In our study, cold water application, separating of lids with fingers, and touching of eyelids were the most common sensory tricks reported in blepharospasm. The most common sensory tricks reported in the literature in blepharospasm patients include using the forefinger and/or thumb to touch the upper eyelid, stretching or rubbing of eyebrows, eyelids, or forehead, and touching the forehead or chin.,, The most common sensory tricks observed in our patients with cervical dystonia were pressure over the side/back of the neck and placing a hand over the chin/cheek. The most common sensory trick reported in patients with cervical dystonia reported in literature was touching their face or neck by Koukouni et al., placing their head on the hands, holding the chin, and leading it toward the midline by Loyola et al; and touching the cheek, chin, mastoid or skull, pushing the cheek, back of head, mastoid, chin, or forehead by Martino et al. Our findings corroborate with the previous studies in this aspect. These different types of sensory tricks employed by patients portray the heterogeneity in the expression of dystonia.
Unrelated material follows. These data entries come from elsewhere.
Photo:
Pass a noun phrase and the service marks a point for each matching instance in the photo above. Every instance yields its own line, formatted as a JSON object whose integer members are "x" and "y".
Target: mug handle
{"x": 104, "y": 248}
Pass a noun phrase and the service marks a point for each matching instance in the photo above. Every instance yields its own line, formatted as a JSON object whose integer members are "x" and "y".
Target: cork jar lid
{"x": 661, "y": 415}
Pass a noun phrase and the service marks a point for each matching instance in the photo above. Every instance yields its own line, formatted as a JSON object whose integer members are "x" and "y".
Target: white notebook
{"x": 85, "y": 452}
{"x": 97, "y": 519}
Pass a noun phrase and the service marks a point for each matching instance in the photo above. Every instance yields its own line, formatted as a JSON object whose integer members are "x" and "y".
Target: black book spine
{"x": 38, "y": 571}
In our study, sensory tricks were effective in the majority of the patients in both the groups (13 in the blepharospasm and 6 in the cervical dystonia group). Martino et al., in their study found sensory tricks to be always effective in 47.2% patients with blepharospasm and in 51.9% patients with cervical dystonia. However, in our study, the benefit of the sensory trick was only partial (<50%) in most of the patients with blepharospasm (11 out of 18) and cervical dystonia (3 out of 7). This indicates that modulation of sensorimotor integration is an important method for the control of dystonic movements; however, there are also other pathways that are independent of sensory modulation that result in the production of dystonia.,, The loss of efficacy over time may be due to the deterioration of sensory trick mechanism or due to the progression of dystonia.,
Sensory tricks were more common in patients with primary blepharospasm than those with idiopathic cervical dystonia. The age of the patients with cervical dystonia was significantly less than those with blepharospasm. Our study did not find any correlation between sensory tricks with respect to gender distribution, duration of dystonia, and the severity scales. The most common types of sensory tricks in patients with blepharospasm were cold water application, separating the lids apart with finger, and touching of eyelid, whereas, the most common type of sensory tricks in patients with cervical dystonia were applying pressure over the side/back of the neck and placing the hand over chin/cheek. Majority of the patients had benefit with sensory tricks every time they used it; however, the relief was only partial.